Шесть индейцев ночевали с нами на отмели. Это были единственные люди из всего племени, которых мы увидели наутро. Остальные, по-видимому, ушли в лес, так как все лодки стояли у берега, а касик оставил нам в подарок несколько ожерелий из зубов. Двое из шести оставшихся вызвались помочь нам провести лодки вверх по реке, и я с радостью согласился. Им страшно хотелось знать, не являемся ли мы «soldados» — единственное испанское слово, которое они знали, — так как солдат они с полным основанием боялись и ненавидели. Бедный Варгас аж вспотел и умолял меня не выдавать его! На фото изображены эти двое индейских воинов. Тот, что сидит, одет в рубашку из теребленой коры, на том, что стоит, — окрашенное в красный цвет хлопчатобумажное платье. Я подарил им два покрывала для защиты от полчищ кусачих мух, делающих путешествие по этой реке особенно тягостным.

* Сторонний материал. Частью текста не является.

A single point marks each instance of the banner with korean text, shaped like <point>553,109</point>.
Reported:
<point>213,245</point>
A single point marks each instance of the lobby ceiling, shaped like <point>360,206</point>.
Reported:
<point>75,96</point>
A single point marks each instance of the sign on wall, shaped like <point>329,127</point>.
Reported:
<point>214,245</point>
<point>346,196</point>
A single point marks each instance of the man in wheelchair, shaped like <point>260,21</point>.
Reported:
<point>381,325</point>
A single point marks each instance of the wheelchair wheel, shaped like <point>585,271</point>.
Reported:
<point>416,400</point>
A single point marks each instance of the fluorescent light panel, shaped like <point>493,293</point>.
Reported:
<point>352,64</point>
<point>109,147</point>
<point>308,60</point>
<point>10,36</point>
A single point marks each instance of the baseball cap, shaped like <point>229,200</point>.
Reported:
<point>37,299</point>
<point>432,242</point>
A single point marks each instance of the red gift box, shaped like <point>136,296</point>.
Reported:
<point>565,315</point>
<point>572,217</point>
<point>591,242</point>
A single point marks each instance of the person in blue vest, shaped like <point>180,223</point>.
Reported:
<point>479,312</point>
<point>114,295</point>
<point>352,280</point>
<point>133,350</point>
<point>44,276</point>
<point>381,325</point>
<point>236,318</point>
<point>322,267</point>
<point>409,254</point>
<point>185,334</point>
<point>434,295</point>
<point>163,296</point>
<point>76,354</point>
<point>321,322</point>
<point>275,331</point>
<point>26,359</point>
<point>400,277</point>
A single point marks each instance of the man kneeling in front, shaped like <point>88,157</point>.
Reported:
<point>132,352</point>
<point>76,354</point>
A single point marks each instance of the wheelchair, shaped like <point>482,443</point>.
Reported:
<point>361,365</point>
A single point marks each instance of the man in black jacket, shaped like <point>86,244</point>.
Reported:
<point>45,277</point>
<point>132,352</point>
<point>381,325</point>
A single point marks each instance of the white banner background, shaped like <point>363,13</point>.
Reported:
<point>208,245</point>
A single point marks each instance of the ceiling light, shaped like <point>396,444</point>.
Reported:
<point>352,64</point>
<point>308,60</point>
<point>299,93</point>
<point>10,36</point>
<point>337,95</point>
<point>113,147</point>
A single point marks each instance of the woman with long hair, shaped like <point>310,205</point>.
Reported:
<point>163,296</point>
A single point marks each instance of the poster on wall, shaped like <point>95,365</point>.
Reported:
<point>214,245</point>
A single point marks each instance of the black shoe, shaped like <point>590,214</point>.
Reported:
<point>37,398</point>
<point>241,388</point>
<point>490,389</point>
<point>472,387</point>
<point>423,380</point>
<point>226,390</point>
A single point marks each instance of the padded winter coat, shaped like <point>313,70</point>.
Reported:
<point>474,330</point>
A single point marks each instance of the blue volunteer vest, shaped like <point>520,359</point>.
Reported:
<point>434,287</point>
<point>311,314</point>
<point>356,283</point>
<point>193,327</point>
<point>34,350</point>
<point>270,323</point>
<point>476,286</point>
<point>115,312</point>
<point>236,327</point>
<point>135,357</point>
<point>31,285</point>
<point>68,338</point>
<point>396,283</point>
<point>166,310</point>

На третью ночь, после того как мы покинули отмель, эти двое гуарайю исчезли, прихватив с собой винтовку Тодда и патроны к ней. Тодд был на часах, но заснул. Выражения, которые мы услышали от него, когда пропажа была обнаружена, не допускали сомнения в том, что отныне он не будет питать никакого доверия к индейцам! С запада донеслись выстрелы из винтовки, издевательски приглашавшие нас заняться преследованием. Но мы не поддались соблазну и продолжали продвигаться вверх по реке. Тодд был в бешенстве и не мог отойти еще несколько дней, так как задним числом сообразил, что с тем же успехом мог потерять свой любимый аккордеон.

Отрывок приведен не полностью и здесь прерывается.